As well as the role it plays in brain development, sleep also plays an important role in our brain’s day-to-day ability to function. Lack of sleep makes it much harder for us to concentrate, and we become forgetful, irritable and prone to being clumsy and making mistakes.
Furthermore, scientific evidence shows that the right amount of night-time sleep is just as important for children’s development as healthy eating and regular exercise. Teenagers need between nine and 10 hours of sleep every night.
Regularly not getting enough sleep can affect your child’s academic and sporting performance and may increase their risk of emotional problems such as depression. Even 30 minutes of extra sleep each night makes a difference.
Try not to argue with your child about bedtime. Instead, discuss the issue with them. Together, brainstorm ways to increase their nightly quota of sleep.
- Allow your child to sleep in on the weekends.
- Encourage an early night every Sunday. A late night on Sunday followed by an early Monday morning will make your child drowsy for the start of the school week.

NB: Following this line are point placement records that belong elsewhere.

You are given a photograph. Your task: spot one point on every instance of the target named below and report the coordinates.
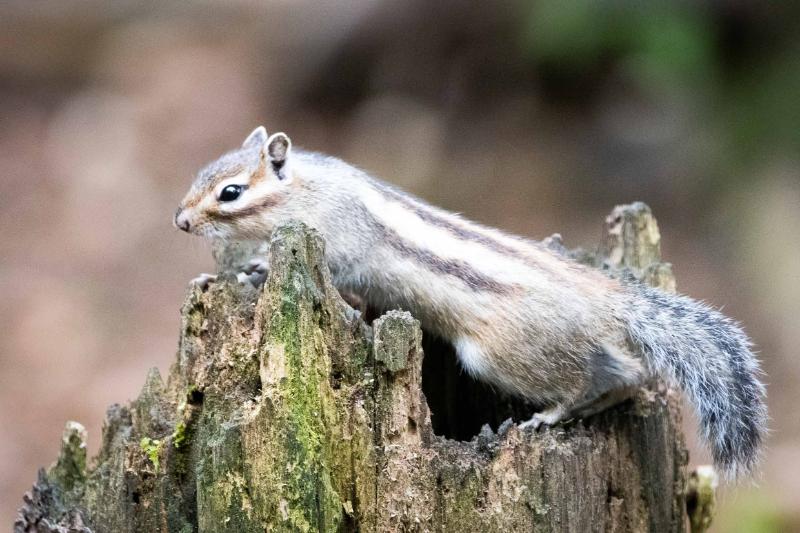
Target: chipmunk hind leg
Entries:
(615, 376)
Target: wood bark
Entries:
(285, 411)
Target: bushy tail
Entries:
(708, 356)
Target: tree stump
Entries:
(285, 411)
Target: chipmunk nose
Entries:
(181, 221)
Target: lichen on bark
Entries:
(285, 411)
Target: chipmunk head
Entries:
(241, 194)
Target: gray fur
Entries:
(522, 317)
(709, 357)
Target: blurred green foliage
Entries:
(739, 64)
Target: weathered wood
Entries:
(286, 412)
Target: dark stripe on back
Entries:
(451, 267)
(458, 231)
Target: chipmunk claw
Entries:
(203, 281)
(255, 272)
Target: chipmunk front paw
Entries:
(255, 272)
(203, 281)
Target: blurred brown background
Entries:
(535, 117)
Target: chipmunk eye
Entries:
(230, 193)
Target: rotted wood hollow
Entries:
(286, 412)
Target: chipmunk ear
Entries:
(257, 138)
(277, 149)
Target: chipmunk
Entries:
(521, 317)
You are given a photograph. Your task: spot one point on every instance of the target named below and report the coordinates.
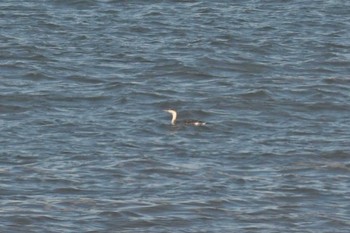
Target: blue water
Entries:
(85, 145)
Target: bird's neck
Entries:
(174, 118)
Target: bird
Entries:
(186, 122)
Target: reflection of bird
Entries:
(186, 122)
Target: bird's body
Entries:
(186, 122)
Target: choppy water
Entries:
(86, 147)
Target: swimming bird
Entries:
(186, 122)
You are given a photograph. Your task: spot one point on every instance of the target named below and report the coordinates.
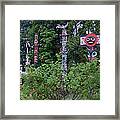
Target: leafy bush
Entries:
(46, 83)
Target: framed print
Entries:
(60, 59)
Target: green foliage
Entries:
(45, 82)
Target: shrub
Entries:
(45, 82)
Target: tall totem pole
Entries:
(64, 49)
(36, 49)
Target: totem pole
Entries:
(36, 49)
(27, 51)
(64, 49)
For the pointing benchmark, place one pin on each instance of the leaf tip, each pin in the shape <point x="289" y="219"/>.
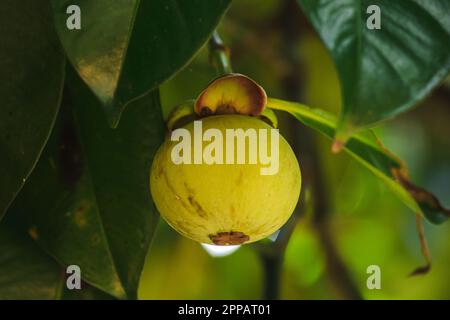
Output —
<point x="337" y="146"/>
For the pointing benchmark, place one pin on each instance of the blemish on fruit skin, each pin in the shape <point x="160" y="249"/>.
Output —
<point x="33" y="232"/>
<point x="229" y="238"/>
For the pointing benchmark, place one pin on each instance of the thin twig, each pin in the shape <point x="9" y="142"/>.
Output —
<point x="219" y="54"/>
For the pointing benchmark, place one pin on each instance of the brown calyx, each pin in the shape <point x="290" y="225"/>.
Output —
<point x="229" y="238"/>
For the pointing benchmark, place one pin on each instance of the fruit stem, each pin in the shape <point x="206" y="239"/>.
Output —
<point x="219" y="54"/>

- Decide together on appropriate time limits for any stimulating activity such as homework, television or computer games. Encourage restful activities during the evening, such as reading.
- Avoid early morning appointments, classes or training sessions for your child if possible.
- Help your child to better schedule their after-school commitments to free up time for rest and sleep.
- Assess your child’s weekly schedule together and see if they are overcommitted. Help them to trim activities.